Quarterly Patent Review: Fall 2019
The bi-partisan Tillis-Coons bill to reform patent eligibility issues under 35 U.S.C. § 101 was proposed back in May. A follow-up to the draft bill was expected in August but has not yet materialized.
- 5/22: Press Release of Draft Bill to Reform Section 101 of the Patent Act | Thom Tillis
- 8/21: United States: Patent Eligibility Reform In Congress: Updates On The Tillis-Coons Proposal | Christopher P. King, Mondaq
The Supreme Court held in Return Mail v. U.S. Postal Service that a US government agency is not a "person" and thus cannot challenge patents using IPRs or the other AIA review procedures.

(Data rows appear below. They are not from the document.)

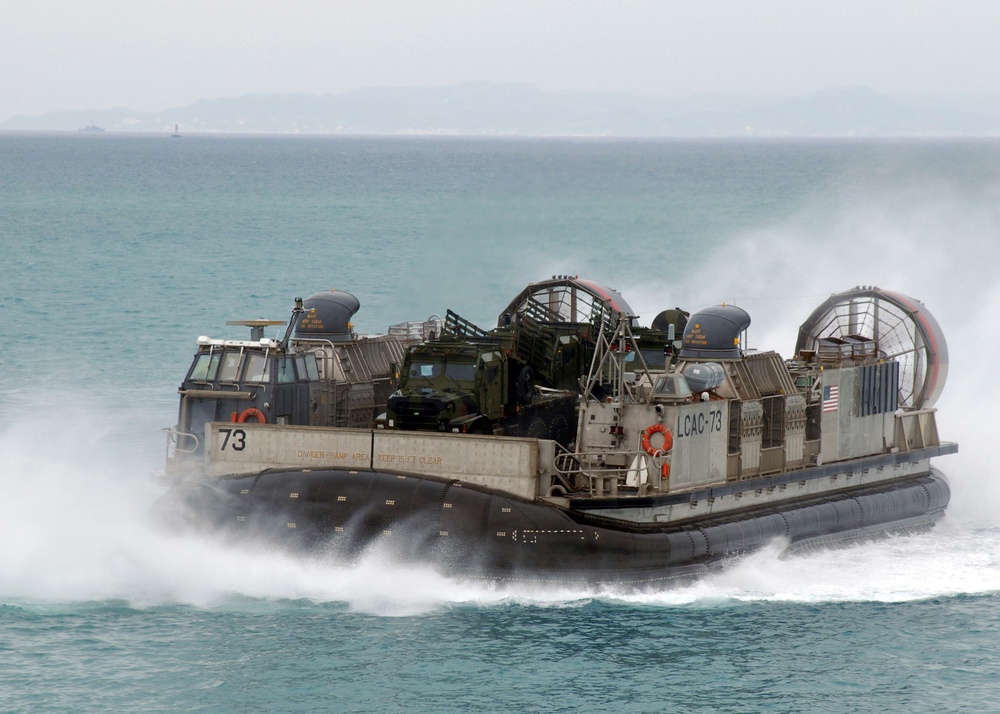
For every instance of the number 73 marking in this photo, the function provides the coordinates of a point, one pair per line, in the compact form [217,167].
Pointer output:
[238,437]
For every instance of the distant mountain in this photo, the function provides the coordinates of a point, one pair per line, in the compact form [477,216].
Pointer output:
[481,108]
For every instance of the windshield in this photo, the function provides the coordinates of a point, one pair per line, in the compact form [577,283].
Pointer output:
[462,373]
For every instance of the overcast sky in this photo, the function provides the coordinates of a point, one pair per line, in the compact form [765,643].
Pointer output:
[150,55]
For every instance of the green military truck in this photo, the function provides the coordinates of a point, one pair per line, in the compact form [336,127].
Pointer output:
[521,379]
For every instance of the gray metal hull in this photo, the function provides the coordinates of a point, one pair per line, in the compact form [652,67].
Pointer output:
[473,531]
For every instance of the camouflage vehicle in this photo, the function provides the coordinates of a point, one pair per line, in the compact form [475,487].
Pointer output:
[522,378]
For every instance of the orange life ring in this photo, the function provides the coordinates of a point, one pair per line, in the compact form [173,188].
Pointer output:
[254,413]
[668,439]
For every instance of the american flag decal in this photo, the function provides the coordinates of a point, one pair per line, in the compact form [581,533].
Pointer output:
[831,398]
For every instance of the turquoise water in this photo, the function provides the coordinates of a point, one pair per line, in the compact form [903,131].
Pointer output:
[118,251]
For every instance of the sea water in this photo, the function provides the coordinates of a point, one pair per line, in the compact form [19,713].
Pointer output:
[118,251]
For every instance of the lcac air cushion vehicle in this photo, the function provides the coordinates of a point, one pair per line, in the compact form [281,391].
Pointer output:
[683,456]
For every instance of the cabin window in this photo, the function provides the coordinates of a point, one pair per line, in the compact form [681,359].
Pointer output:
[312,370]
[258,368]
[205,366]
[425,370]
[230,368]
[286,370]
[460,371]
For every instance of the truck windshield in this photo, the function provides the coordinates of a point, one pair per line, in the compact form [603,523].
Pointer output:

In line with Saint Regis Mohawk Tribe v. Mylan Pharms, Inc. where sovereign immunity did not shield a Native American tribe from IPR challenges, the Federal Circuit held in Regents of the Univ. of Minn. v. LSI Corp. that sovereign immunity similarly does not shield state organizations from IPRs, ruling that IPRs were "agency enforcement actions" rather than lawsuits. And in Celgene v. Peter, the Federal Circuit held that applying IPRs to patents that were filed before the AIA was enacted was not a taking, setting up a potential showdown in the Supreme Court.
- 6/10: Return Mail: Government is Not a “Person” and Therefore Cannot File AIA Review Petitions | Dennis Crouch, PatentlyO
- 7/30: Next Steps After Celgene: Federal Circuit Ruling on Takings Clause and IPRs Leaves Open Questions | Matthew Rizzolo & Kathryn Thornton, IPWatchdog
- 8/15: The Most Important U.S. Patent Cases of 2019 Thus Far | Christopher E. Loh, Venable LLP
Most companies seem to be reluctant to engage in serious licensing discussions without the threat of litigation. None the less, large NPEs including Longhorn IP, Dominion Harbor, WiLAN, and Acacia have shown increased activity and interest in acquiring patents. For deals that are going through in the brokered patent market for individual portfolios, many appear to be individual licenses rather than outright sales.